Designhotel aquaTurm Radolfzell

Außen Zweifach-, innen Dreifach-Verglasung

Das in einem ehemaligen Milchwerk-Wasserturm eingerichtete Designhotel „aquaTurm“ in Radolfzell gilt als das erste realisierte Null-Energie-Hochhaus weltweit. Es wird zu 100 Prozent mit selbst erzeugter, regenerativer Energie versorgt. Das Besondere an der Fassade ist auch das hochselektive Sonnenschutzglas, das durch seine dunkle Reflexionsfarbe nicht nur zur Energieeffizienz der Fassade beiträgt, sondern auch eine wichtige gestalterische Komponente bietet.
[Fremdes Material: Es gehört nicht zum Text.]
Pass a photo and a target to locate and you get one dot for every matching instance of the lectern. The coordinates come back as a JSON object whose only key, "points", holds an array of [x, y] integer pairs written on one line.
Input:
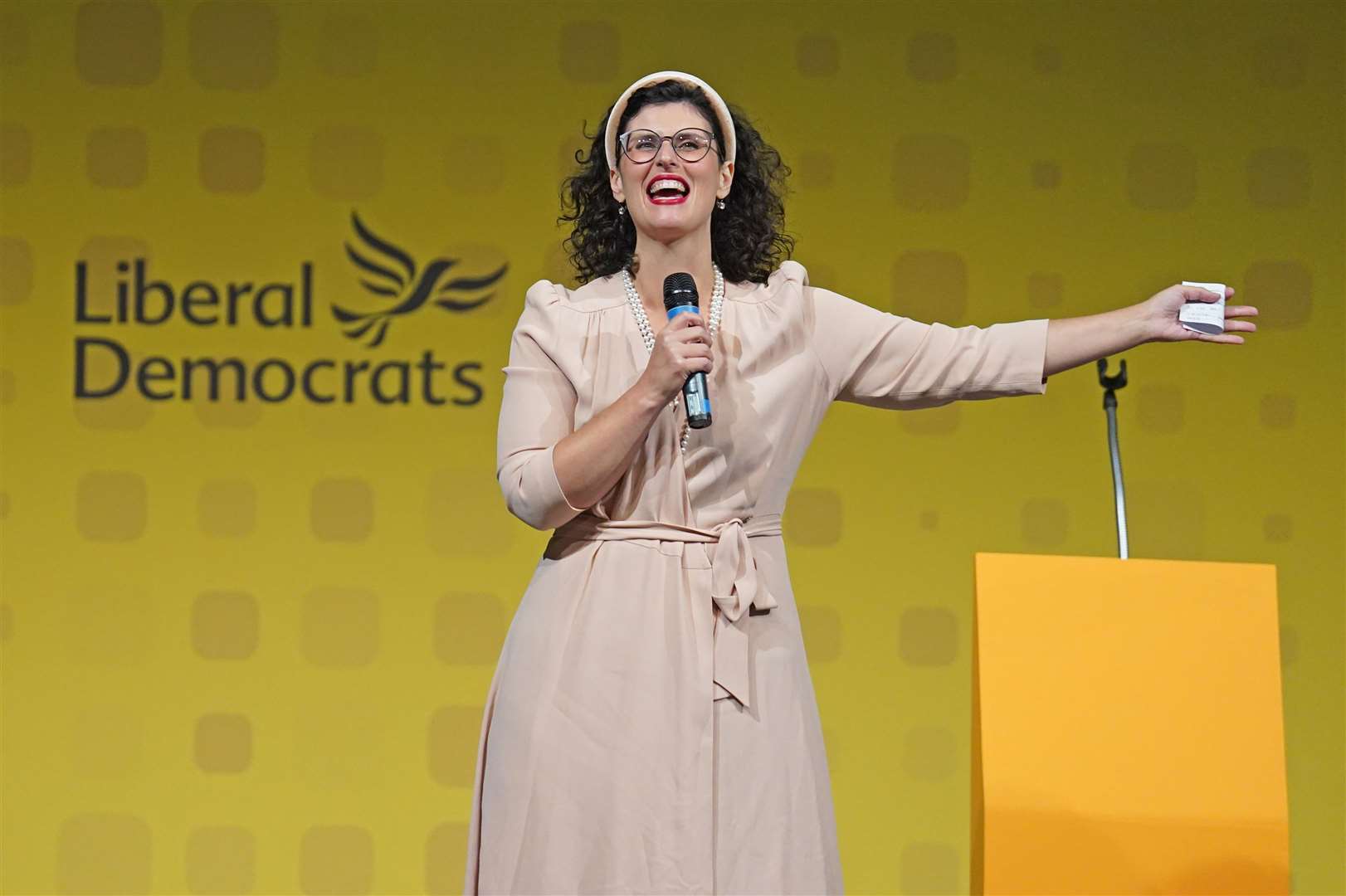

Blick durch Blätter auf den sechseckigen Wasserturm Radolfzell
Nullenergie-Designhotel aquaTurm Radolfzell
© kuhnle + knödler fotodesign

Mit dem Umbau des Turms zum Designhotel „aquaTurm“ erfüllte sich die Unternehmerfamilie Räffle aus Radolfzell einen lang gehegten Traum: den 1956 errichteten und bereits 1979 stillgelegten Wasserturm zu erwerben, in ein energieautarkes Gebäude zu verwandeln und für die Öffentlichkeit zugänglich zu machen. Inzwischen ist das vom Bund geförderte Null-Energie-Hochhaus fertiggestellt und als Hotel in Betrieb genommen worden. Den Erfolg des ehrgeizigen Vorhabens zeigt unter anderem die Prämierung beim Immobilienmanager-Award 2019: Der aquaTurm gewann in der Kategorie „Nachhaltigkeit“.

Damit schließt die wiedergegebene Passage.